第102話「卒業」


「ありがとうございましたー」


(はぁ、夏休み終盤もバイトか。てか、もうそろそろ就活始めないとなぁ……あーあ、一年前に『え、就活? なにそれ、私の将来の夢は可愛いお嫁さんダヨ? だって、私にはカッコいい彼ピッピがいるもんネ♪ だから、就活なんて必要ないないピーだよん♪』とか言っていた自分をぶん殴りたい……)


 カランカラ~ン♪


(お客さんだ! いけない、いけない。今はバイト中なんだから私情は捨てて仕事に専念しなきゃ!)


「いらっしゃ――」

「朝倉さん、ご飯はこのファミレスでいいよね?」

「そうね。やっぱり、この辺だとここが一番ゆっくり出来るものね」


(うげぇ、いつものバカップル……チッ、夏休みだからってイチャイチャしてんじゃねーぞ!)


「ぁ――へいらっしゃい」

「「っ!?」」

「えーと、二名様でよろしいでしょうか?」

「あ、はい」

「あちらのテーブル席へどうぞー」


(まぁ、仕事だから態度には出さないけどね♪)



「……朝倉さん、なんかこのお店接客の仕方変わった?」

「きっと、夏休みだから店員さんも疲れているのよ……」


((大変だな……))


 数分後


「注文の品できました。提供おねがいしまーす」

「はーい♪」


(うわぁ、あのカップルの注文か……はぁーどうせまたじれったくイチャイチャしてんだろうな……)


「へい、お待ち……ご注文の――」


「実はこれ、さっきのショッピングセンターの中で買っておいたんだ。
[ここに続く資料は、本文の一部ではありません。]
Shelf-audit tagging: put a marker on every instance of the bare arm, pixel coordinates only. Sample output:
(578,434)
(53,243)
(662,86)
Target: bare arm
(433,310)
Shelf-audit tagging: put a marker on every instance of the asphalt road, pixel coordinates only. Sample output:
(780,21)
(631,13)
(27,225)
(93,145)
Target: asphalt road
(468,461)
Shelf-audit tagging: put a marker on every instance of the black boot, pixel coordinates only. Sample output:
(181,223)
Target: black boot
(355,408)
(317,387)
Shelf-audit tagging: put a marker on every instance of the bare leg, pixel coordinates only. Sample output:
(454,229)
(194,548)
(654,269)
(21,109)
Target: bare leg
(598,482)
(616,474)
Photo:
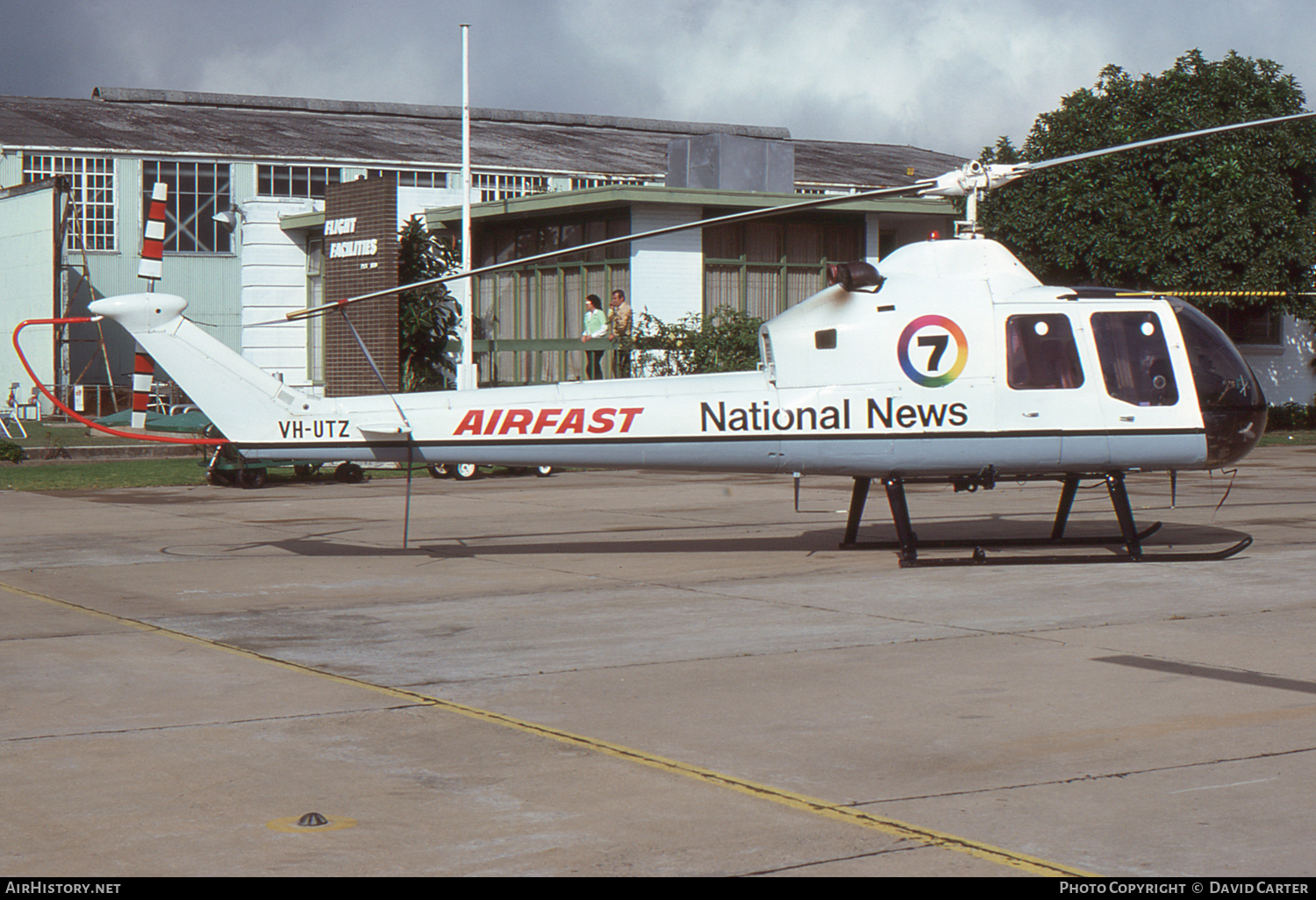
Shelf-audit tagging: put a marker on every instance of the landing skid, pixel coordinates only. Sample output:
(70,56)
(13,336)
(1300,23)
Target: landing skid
(908,544)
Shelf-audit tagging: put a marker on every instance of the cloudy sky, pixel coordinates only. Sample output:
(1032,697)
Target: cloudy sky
(947,75)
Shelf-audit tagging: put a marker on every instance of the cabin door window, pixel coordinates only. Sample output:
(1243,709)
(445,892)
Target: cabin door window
(1134,358)
(1040,353)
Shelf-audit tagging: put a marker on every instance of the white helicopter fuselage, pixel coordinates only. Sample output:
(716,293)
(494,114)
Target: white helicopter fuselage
(961,362)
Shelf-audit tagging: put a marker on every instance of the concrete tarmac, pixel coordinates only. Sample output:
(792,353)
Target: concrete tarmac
(652,674)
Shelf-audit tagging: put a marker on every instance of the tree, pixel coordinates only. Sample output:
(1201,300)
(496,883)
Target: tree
(428,316)
(726,341)
(1228,212)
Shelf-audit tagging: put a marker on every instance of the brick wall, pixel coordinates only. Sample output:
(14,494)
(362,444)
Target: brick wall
(361,255)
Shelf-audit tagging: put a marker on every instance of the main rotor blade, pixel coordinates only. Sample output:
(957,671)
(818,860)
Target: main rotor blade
(1091,154)
(671,229)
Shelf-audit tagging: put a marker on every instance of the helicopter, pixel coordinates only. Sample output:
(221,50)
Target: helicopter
(950,365)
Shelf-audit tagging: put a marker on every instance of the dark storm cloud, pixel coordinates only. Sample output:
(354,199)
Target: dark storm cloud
(940,74)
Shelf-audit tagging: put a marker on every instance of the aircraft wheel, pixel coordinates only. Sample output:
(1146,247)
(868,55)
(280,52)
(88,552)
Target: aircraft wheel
(349,474)
(250,478)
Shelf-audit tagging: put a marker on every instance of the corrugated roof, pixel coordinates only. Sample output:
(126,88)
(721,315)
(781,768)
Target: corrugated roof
(234,126)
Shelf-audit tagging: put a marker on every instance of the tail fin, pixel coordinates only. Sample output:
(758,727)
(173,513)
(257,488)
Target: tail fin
(244,402)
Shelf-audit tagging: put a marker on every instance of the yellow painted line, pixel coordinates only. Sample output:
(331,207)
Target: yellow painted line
(836,812)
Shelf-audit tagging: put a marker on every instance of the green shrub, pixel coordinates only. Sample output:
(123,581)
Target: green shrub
(1291,418)
(723,342)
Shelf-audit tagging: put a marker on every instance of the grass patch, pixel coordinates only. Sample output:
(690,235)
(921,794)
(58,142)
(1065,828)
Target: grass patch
(1287,439)
(39,436)
(89,476)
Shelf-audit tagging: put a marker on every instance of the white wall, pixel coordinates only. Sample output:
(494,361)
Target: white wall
(28,266)
(1284,370)
(666,273)
(274,283)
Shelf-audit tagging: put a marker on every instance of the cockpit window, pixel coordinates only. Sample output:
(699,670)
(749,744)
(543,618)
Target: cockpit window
(1134,358)
(1040,353)
(1223,378)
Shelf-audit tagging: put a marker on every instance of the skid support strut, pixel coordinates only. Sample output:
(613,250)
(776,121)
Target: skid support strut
(908,545)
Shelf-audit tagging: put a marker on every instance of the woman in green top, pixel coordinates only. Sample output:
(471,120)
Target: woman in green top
(595,325)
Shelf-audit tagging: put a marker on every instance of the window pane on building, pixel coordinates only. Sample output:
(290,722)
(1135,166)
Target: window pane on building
(92,192)
(307,182)
(197,192)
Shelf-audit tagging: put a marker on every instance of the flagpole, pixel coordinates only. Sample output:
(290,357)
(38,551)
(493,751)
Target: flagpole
(468,378)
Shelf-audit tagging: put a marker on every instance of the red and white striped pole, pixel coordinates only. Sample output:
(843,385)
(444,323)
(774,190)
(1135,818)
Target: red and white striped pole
(150,268)
(144,374)
(153,237)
花柄のブローチなんだけど、石が紫色で朝倉さんの黒髪に似合うと思って……俺からのもう一つのプレゼント受け取ってくれるかな?」

「ふぇ! ああ、安藤くん……ぷ、プレゼントってどうして? 私プレゼントをもらう理由なんて無いわよ?」

「理由なんて……そんなの『朝倉さんに喜んで欲しいから』じゃダメかな?」

「あ、安藤キュン!」


「…………あ、ご注文の品ここにおいておきますね? ごゆっくり爆発してください……」


(おえぇええええええええええええええええええええええ! ド甘すぎるんじゃボケェエエエエエエエエエエエエエエ! はぁ!? 何今の! あのカップルっていつもはそこまで甘いやり取りしてなかったよね! てか、男の方はいつもへタレてたじゃん! なのになんて今日はこんなにイケイケなの!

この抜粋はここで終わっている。